EAST MEADOW — Bo Horvat admitted that he’s ready for the Islanders’ trip to Montreal for a Saturday clash against the Canadiens so he could just focus on hockey, but before he can do that, he has one more game of sentimentality to overcome.
First it was his Islanders debut on Monday night in Philadelphia, then it was his home debut at UBS Arena where he scored his first goal with the team, and now Thursday night at UBS Arena provides a matchup with the Vancouver Canucks — the team he spent nine years with after being drafted ninth overall in 2013, the team he captained for the last four years.
“I think it’s going to be weird,” Horvat said. “Obviously I’ve never played against Vancouver. Seeing the guys that you grew up playing with over the years and that jersey and you’re not wearing it, it’s definitely gonna be weird, I’m gonna be relieved when I get out there and the game starts going and the nerves — again, more nerves — are stopped.”
It’s been a week-and-a-half of non-stop nerves for the 27-year-old center.

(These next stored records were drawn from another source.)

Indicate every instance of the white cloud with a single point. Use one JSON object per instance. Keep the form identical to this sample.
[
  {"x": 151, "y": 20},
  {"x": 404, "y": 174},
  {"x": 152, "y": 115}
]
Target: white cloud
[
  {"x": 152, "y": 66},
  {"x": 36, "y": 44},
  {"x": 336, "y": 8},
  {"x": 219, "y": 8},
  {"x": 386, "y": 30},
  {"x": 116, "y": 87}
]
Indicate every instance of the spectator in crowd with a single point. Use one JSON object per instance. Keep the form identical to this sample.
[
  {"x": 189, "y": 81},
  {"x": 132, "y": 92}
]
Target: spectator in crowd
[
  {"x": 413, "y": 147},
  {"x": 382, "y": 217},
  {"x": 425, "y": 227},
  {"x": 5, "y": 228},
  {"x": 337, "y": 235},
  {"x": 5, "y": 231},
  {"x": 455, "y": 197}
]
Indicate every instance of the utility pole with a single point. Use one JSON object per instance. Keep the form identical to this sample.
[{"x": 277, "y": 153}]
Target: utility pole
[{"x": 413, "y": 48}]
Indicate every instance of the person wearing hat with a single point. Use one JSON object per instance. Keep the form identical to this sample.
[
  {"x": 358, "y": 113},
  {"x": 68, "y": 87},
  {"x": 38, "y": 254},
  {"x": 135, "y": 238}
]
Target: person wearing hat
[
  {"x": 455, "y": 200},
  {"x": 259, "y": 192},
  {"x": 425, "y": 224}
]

During his first day down in Florida for the All-Star Game — in which he participated — he discovered he was getting traded shortly after returning to his Airbnb from Disney World with his family.
From Western Canada to the east coast of the United States, Horvat has had to learn a new system, new terminology, and the tendencies of new teammates — all the while he signed an eight-year, $68 million extension to commit to the Islanders long-term. He even did a bit of house-hunting with his wife while exploring Long Island on his day off Wednesday.

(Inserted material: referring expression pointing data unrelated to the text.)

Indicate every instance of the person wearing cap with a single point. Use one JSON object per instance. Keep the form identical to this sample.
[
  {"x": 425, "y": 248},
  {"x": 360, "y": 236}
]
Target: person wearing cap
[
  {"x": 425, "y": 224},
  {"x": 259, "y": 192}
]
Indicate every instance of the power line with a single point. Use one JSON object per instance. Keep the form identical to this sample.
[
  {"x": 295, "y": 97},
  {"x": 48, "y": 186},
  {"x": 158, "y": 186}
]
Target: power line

“No, it feels like it was yesterday, to be honest with you,” Horvat said of his last overwhelming 10 days. “When you say 10 days, it doesn’t feel like it. I’ve only been on Long Island for three, four, five days… It doesn’t feel real yet but it’s starting to come around.”
From a strictly hockey side of things, Horvat is beginning to ease into his role with the Islanders, allowing him to assimilate that much more with his new team.
“The [first game] was just getting through the game,” he admitted. “I think learning the system a little bit and buying into my role and thinking the game a little bit more as opposed to just going and playing. So I’m going to continue to get more and more comfortable.”
The opportunities to get even more comfortable will increase drastically once big personal nights like these are out of the way.
“[I’m looking forward to when] everything’s kind of done and we can go and play hockey,” Horvat said. “There’s no more drama.”